The half-life of Radon $\left( {{t_{\dfrac{1}{2}}}} \right)\,\,\, = \,\,3.8\,\,days$ $$
Therefore using equation $\left( 2 \right)$ we get
$\lambda \,\, = \,\,\dfrac{{0.693}}{{{t_{\dfrac{1}{2}}}}}\,\, = \,\,\dfrac{{0.693}}{{3.8\,days}}\,\, = \,\,0.182\,\,day{s^{ - 1}}$
Therefore the decay constant $\lambda \, = \,0.182\,day{s^{ - 1}}$.
The initial amount of sample taken $\left( {{N_ \circ }} \right)\,\, = \,\,100\,g$
Time elapsed $\left( t \right)\,\, = \,\,15.2\,\,days$
Using equation $\left( 1 \right)$ we get
$15.2\,\, = \,\,\dfrac{{2.303}}{{0.182}}\log \,\left( {\dfrac{{100}}{N}} \right)$
$ \Rightarrow \,\,\dfrac{{15.2 \times 0.182}}{{2.303}}\,\, = \,\,\log \left( {\dfrac{{100}}{N}} \right)$
$ \Rightarrow \,\,1.201\,\, = \,\,\log \left( {\dfrac{{100}}{N}} \right)$
$ \Rightarrow \,1.201\, = \,\log \left( {100} \right) - \log N$
$ \Rightarrow \,1.201\, = \,2 - \log N$
$ \Rightarrow \,1.201 - 2 = - \log N$
$ \Rightarrow \,\log N\, = \,0.799$
Taking antilog on both sides we get
$N\, = \,6.295\,g$$$
Therefore after $15.2\,days\,\,6.295\,g$of samples will be left.

Hence the correct answer is (i) $6.295\,g$.


Additional information:A material containing unstable nuclei is considered to be radioactive. Since the nuclei is unstable it has high energy. So in order to lose its energy it undergoes disintegration or decay and this process is referred to as radioactive decay. Radioactive decay can be of three types:
$ \bullet \,\,\alpha $ decay
$ \bullet \,\,\beta $ decay
$ \bullet \,\,\gamma $ decay.
All of these involve emission of a particle or photon in order to release its energy.

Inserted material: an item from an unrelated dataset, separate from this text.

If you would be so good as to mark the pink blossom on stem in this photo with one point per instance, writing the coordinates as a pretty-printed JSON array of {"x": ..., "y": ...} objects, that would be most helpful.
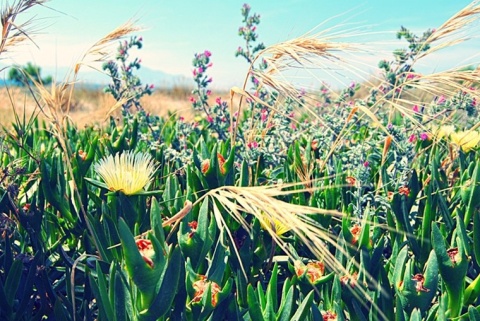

Note:You can also solve the problem using the standard equation of a first order reaction. The equation is $N\, = \,{N_ \circ }{e^{ - \dfrac{\lambda }{t}}}$ where the terms hold the same significance. While using this equation make sure to use $\ln $, but if you want to use $\log $ use a proper conversion factor in order to convert $\ln $to $\log $.